From their initial meeting, the sexual tension between Mercouri (perhaps the most complex portrayer of feminine passion in the history of film, including Anna Magnanni and Sophia Loren) and Anthony Perkins (perhaps the most intensely complex and sexually ambiguous male American star since Montgomery Clift) is electric.
They seem to be doing little, if anything, in their initial scenes, in the museum, for instance. She's trying to seduce him into returning home. He's resisting. Two actors have never played subtext better.
By the time their repressed passions overcome them, in front of that fireplace, and they begin to undress each other and make love to Mikis Theodorakis' pounding score and Jacques Natteau's lyrical cinematography, Dassin has achieved what many still consider to be the single most erotic scene ever filmed.
That he did it with two of the seemingly most improbably-matched actors, and without any real nudity (no pubic hair, no nipples other than Perkins' visible) . . . just with looks and kisses and caresses like none ever captured on film before or since . . . is no small tribute to his director's genius.
That scene shocked audiences and left them sexually limp and satiated in the '60s.
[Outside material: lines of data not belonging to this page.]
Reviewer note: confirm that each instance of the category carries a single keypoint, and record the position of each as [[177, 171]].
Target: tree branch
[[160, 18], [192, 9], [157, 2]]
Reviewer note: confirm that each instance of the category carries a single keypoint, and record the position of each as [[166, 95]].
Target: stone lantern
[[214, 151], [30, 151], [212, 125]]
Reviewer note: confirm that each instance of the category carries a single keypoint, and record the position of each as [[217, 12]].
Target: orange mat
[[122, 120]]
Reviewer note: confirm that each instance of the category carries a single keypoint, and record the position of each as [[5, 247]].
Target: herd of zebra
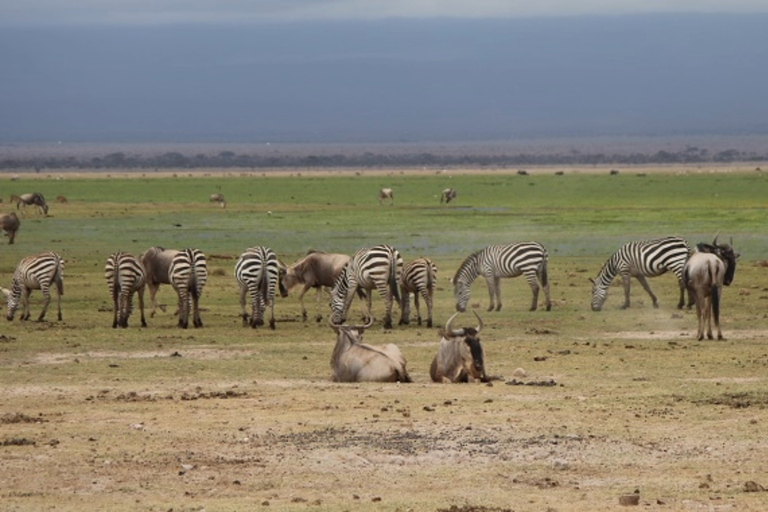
[[260, 274]]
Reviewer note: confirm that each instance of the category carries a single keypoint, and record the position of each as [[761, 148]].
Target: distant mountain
[[394, 80]]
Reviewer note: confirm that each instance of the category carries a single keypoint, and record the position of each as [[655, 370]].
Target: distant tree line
[[230, 160]]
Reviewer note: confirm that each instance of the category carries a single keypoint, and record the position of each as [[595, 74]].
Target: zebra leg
[[647, 288]]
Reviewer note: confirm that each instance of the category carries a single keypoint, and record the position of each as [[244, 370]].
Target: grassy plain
[[229, 418]]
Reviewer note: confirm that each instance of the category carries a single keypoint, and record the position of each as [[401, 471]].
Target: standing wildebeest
[[641, 259], [219, 198], [9, 222], [460, 355], [448, 195], [34, 198], [353, 361], [258, 273], [418, 277], [157, 261], [386, 193], [36, 272], [378, 267], [497, 261], [125, 276], [705, 273], [315, 270]]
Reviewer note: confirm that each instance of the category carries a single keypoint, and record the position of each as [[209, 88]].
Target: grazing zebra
[[36, 272], [497, 261], [642, 259], [125, 276], [188, 273], [258, 273], [156, 262], [418, 277], [378, 267]]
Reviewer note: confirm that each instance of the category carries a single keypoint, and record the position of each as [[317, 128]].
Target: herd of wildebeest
[[701, 271]]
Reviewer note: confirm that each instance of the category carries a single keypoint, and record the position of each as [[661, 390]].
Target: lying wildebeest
[[353, 361], [219, 198], [448, 195], [705, 273], [460, 356], [10, 223], [315, 270], [386, 193], [34, 198]]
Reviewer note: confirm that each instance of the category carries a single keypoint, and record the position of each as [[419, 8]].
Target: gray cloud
[[140, 12]]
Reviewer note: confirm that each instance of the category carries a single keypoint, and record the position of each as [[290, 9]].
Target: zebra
[[37, 272], [642, 259], [188, 274], [418, 277], [497, 261], [259, 272], [376, 267], [125, 276]]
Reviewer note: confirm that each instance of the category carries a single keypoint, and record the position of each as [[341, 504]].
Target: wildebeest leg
[[644, 282]]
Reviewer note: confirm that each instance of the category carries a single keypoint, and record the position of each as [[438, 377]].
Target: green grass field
[[636, 403]]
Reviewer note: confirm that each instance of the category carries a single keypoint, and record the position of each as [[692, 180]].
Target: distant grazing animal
[[37, 272], [258, 274], [157, 262], [418, 278], [705, 273], [10, 223], [219, 198], [315, 270], [125, 276], [497, 261], [460, 357], [34, 198], [448, 195], [188, 274], [386, 193], [641, 259], [378, 267], [353, 361]]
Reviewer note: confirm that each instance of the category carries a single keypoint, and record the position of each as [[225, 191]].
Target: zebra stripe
[[36, 272], [377, 267], [641, 259], [497, 261], [419, 278], [258, 273], [188, 274], [125, 276]]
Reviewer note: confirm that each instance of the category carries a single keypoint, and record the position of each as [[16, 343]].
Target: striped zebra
[[377, 267], [418, 277], [642, 259], [259, 273], [36, 272], [497, 261], [125, 276], [188, 273]]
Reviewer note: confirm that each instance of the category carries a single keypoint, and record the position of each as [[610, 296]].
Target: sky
[[383, 71]]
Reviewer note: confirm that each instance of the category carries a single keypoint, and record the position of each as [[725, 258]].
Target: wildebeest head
[[470, 336]]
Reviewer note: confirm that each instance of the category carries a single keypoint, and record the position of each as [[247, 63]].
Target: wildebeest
[[35, 198], [353, 361], [386, 193], [315, 270], [9, 222], [709, 268], [448, 195], [157, 261], [219, 198], [460, 356]]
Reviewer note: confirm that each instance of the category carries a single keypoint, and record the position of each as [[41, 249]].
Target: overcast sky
[[60, 12]]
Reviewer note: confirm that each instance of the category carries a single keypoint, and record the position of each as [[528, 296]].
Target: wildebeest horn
[[479, 327]]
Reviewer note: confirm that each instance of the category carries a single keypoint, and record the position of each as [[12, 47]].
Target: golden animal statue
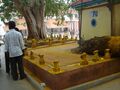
[[32, 55], [56, 67], [107, 54], [84, 59], [96, 56], [34, 43], [41, 59]]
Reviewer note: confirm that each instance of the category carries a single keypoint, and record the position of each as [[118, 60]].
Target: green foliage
[[56, 8]]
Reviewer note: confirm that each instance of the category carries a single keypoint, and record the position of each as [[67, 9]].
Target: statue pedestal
[[74, 77]]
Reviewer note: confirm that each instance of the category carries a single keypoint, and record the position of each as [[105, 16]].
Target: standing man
[[14, 45]]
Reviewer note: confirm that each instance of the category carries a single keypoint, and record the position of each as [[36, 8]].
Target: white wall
[[116, 20], [103, 22]]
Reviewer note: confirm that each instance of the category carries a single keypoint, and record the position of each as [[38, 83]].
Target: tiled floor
[[111, 85], [6, 82]]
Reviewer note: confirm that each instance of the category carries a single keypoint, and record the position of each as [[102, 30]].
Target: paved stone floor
[[6, 82]]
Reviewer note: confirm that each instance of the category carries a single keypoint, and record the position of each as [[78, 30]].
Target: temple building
[[98, 18]]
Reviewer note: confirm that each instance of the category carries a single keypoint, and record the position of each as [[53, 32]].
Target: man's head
[[12, 25]]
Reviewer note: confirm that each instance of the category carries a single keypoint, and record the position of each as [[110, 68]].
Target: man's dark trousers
[[14, 62]]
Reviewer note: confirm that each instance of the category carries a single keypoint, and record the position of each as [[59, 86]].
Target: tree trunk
[[34, 16]]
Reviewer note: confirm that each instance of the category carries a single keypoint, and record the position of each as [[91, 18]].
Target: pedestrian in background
[[14, 45]]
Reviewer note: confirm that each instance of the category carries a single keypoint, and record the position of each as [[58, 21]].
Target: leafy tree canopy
[[52, 8]]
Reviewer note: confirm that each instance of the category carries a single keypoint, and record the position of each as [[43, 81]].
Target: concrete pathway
[[6, 82]]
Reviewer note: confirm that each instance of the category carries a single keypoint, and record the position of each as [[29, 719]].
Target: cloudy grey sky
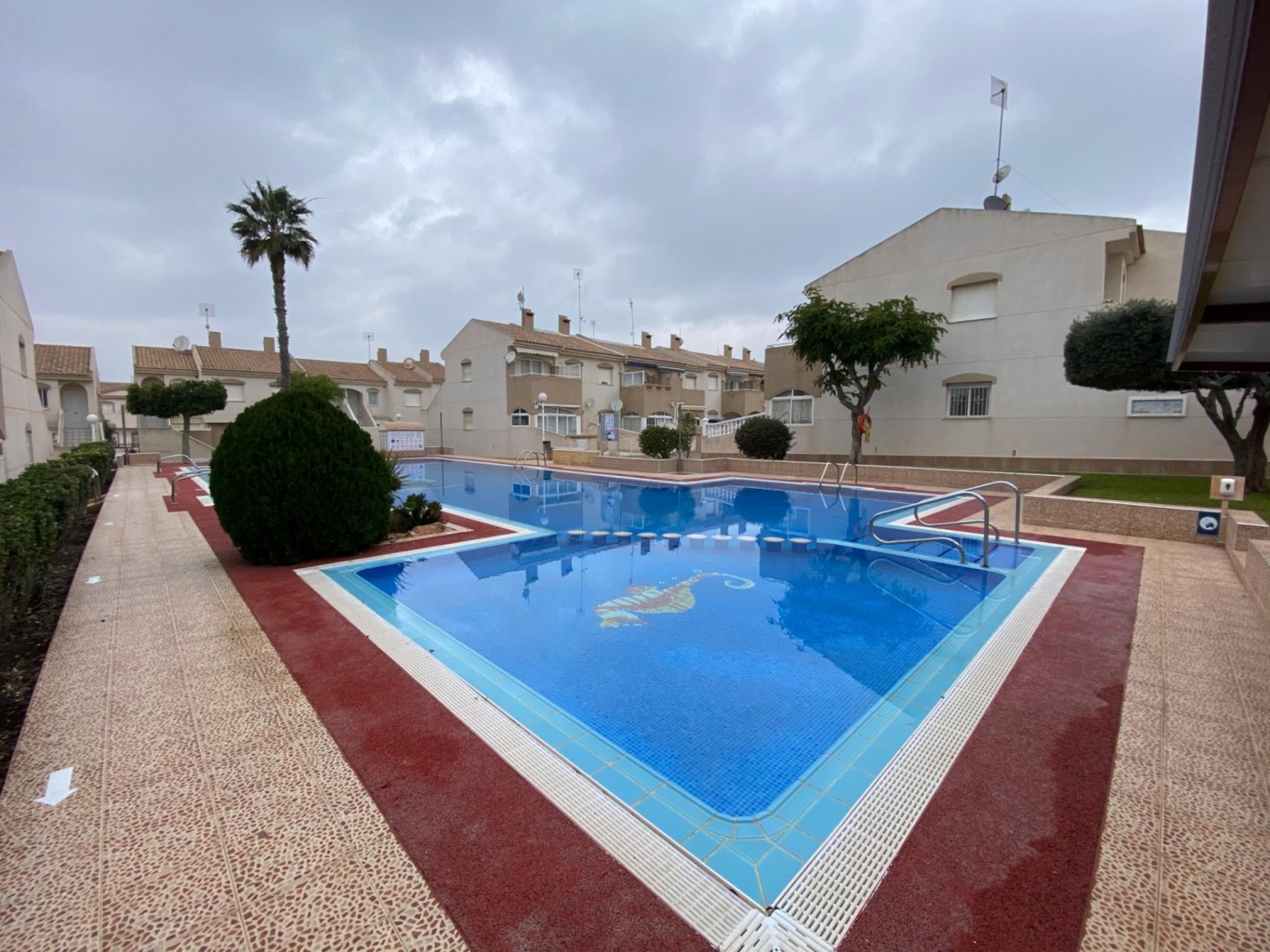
[[702, 159]]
It no longer shocks. It's simply beautiful and fulfilling and haunting -- as it must be, for the moment seals all the characters' fates.
From that passionate consummation, in fact, "Phaedra's" grip tightens and pulls us into darker depths than we ever anticipated.
Love -- this love -- is a kind of fatal madness from which there is no escape.
Phaedra is not Ilya the hooker from "Never on Sunday." Alexis is not Norman Bates from "Psycho." It is difficult to recall a more vivid demonstration of on screen acting versatility by two stars in two years, ever.
Phaedra's and Alexis' descent into tragedy is truly painful. Perkins' playing of his final suicidal "mad" scene is unlike any other scene he ever played. It is tempting, knowing what we know today of Perkins the actor, to believe we're witnessing an eruption of his own internal passions besting him and leading him to his death. That's a false temptation. Perkins had no more knowledge of when and how he would die than any of us do. He was, simply, brilliantly, fully in character and (as an actor) so trusting in his director that he took chances he never had before nor ever would again.
That Perkins' "mad" scene occasionally elicits discomfort is testimony to his gifts. It is not, in fact, "over the top." As anyone knows who's ever seen anybody go "mad," it is utterly real. So real, so impassioned, so demented and hopeless (and brilliantly conceived: driving himself to his death in a luxury sports car while singing along with / shouting at Bach???) that some viewers use any defense, including ridicule, to remind themselves that "this is only a movie." Dassin beautifully orchestrates Perkins' arc from neurotic "artist" to passionate, even insane, lover . . . and contrasts it with Mercouri's descent from emotional Greek goddess to almost mutely resigned walking death mask. Both arcs, and both actors, are equally devastating.
Over four decades after its production, there has never been a film like "Phaedra." In a hundred years, there still won't be.